Kein Betrug im Zusammenhang mit der Abrechnung von laborärztlichen Leistungen
BGH 12.7.2017, 1 StR 535/16Die Staatsanwaltschaft warf den beiden Angeklagten vor, im Tatzeitraum zwischen 2004 und 2007 betrügerisch Abrechnungen von laborärztlichen Leistungen gegenüber der gesetzlichen Krankenversicherung vorgenommen und diese dadurch um rd. 79 Mio. € geschädigt zu haben. Nach dem Anklagevorwurf waren die Angeklagten vertretungsberechtigte Geschäftsführer eines Dienstleistungsunternehmens, das u.a. die interdisziplinäre Beratung auf dem Gebiet der Laborrationalisierung, die Bereitstellung von medizinischen Laboreinrichtungen einschließlich Fach- und Wartungspersonal sowie die Systementwicklung im Laborbereich anbot.

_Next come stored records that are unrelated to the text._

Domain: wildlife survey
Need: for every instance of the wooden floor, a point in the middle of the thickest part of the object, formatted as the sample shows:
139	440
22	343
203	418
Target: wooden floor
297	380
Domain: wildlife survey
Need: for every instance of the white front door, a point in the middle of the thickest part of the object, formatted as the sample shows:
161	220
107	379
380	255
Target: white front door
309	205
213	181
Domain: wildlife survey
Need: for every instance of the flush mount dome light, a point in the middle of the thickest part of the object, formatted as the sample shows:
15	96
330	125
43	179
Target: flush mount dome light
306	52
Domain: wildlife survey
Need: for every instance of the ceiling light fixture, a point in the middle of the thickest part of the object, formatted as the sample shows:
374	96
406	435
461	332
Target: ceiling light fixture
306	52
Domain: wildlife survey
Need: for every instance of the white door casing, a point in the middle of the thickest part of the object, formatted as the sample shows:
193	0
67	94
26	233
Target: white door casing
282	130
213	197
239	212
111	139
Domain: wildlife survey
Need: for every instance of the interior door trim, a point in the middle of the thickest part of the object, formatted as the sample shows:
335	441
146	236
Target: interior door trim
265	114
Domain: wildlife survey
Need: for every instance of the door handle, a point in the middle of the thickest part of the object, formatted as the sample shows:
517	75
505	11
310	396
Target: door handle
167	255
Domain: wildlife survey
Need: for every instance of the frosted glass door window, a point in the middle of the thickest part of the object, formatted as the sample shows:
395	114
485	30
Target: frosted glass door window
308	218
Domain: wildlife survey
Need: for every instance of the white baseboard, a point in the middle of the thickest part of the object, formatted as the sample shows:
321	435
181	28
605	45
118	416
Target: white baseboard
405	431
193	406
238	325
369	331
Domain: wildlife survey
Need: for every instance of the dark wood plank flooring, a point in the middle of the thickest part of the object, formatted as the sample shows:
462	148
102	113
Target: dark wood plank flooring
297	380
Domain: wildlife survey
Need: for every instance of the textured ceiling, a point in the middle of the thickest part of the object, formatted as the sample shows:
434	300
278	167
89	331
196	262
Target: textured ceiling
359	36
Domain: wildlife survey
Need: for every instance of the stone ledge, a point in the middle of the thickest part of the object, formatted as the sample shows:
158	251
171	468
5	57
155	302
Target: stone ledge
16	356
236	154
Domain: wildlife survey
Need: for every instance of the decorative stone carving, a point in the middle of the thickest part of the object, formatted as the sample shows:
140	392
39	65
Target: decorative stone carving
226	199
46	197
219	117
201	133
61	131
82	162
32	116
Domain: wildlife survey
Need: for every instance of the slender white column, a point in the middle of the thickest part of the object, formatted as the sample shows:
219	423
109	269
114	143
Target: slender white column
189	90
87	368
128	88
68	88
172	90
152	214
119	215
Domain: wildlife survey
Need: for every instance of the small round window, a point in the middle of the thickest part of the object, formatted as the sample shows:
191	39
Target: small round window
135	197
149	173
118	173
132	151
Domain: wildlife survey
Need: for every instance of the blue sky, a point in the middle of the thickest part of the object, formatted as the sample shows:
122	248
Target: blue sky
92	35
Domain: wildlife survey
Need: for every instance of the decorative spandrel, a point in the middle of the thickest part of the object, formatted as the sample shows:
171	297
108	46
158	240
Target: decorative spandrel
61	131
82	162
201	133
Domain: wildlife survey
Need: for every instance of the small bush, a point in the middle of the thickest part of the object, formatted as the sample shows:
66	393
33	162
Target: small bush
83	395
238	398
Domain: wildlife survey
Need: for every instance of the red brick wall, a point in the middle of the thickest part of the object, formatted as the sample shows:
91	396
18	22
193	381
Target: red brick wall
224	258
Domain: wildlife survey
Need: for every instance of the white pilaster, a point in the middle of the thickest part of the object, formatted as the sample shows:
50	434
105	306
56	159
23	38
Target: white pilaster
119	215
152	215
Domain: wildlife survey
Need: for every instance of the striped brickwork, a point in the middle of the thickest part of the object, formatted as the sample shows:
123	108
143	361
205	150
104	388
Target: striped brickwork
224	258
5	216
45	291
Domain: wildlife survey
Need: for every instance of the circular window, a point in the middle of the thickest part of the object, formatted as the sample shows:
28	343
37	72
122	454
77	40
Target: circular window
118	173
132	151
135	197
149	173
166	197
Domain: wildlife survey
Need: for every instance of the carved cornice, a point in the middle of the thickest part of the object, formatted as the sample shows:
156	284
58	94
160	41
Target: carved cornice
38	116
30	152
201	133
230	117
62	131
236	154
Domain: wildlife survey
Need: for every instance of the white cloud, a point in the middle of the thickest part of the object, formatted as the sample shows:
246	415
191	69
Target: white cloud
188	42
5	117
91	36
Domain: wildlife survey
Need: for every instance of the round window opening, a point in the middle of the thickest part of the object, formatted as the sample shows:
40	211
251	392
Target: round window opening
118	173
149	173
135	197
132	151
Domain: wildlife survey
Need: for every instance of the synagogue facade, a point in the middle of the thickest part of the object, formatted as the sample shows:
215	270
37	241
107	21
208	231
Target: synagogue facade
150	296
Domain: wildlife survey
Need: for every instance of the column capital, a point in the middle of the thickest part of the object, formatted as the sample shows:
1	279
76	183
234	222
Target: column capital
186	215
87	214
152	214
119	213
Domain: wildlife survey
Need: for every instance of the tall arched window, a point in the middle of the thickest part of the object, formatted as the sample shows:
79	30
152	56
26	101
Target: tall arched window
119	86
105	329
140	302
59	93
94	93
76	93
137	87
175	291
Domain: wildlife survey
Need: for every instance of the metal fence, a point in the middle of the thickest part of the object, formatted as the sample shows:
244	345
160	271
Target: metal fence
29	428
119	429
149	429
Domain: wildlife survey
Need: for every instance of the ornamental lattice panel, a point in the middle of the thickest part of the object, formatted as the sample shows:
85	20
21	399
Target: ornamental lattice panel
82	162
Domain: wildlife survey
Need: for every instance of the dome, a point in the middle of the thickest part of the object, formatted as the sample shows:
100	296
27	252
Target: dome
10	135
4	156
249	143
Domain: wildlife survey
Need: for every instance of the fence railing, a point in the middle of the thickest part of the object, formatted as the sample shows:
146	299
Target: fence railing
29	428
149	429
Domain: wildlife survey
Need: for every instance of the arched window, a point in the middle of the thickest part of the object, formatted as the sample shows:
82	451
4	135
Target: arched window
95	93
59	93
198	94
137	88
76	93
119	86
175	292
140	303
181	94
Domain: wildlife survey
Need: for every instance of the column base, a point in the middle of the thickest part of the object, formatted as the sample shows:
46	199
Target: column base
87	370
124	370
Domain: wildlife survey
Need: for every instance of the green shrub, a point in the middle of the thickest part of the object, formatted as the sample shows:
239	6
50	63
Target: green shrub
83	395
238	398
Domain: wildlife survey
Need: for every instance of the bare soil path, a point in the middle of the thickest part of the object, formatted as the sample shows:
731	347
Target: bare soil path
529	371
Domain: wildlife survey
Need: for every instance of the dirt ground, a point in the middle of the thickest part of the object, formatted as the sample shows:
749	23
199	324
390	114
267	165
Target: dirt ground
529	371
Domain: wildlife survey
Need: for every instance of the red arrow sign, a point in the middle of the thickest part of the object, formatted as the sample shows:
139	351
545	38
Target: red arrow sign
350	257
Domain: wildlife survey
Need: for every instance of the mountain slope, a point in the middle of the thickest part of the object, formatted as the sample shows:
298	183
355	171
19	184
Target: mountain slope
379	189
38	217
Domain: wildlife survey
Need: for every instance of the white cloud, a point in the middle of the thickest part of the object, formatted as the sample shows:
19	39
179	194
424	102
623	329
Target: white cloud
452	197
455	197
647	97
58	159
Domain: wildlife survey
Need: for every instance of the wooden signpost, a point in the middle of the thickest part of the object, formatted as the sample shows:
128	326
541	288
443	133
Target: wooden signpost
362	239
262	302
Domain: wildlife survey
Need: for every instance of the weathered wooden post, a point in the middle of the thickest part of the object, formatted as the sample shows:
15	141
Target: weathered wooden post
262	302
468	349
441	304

Das Unternehmen schloss mit mehreren, an verschiedenen Standorten angesiedelten Laborärzten Dienstleistungsverträge. Gegenüber den jeweils regional zuständigen Kassenärztlichen Vereinigungen traten die Betreiber der laborärztlichen Praxen als selbständige, niedergelassene Laborärzte auf und erklärten in ihren Abrechnungen gegenüber den Kassenärztlichen Vereinigungen entweder ausdrücklich oder konkludent, die abgerechneten Leistungen - im sozialversicherungsrechtlichen Sinne - "in freier Praxis" (§ 98 Abs. 2 Nr. 13 SGB V, § 32 Abs. 1 Satz 1 Ärzte-ZV) erbracht zu haben.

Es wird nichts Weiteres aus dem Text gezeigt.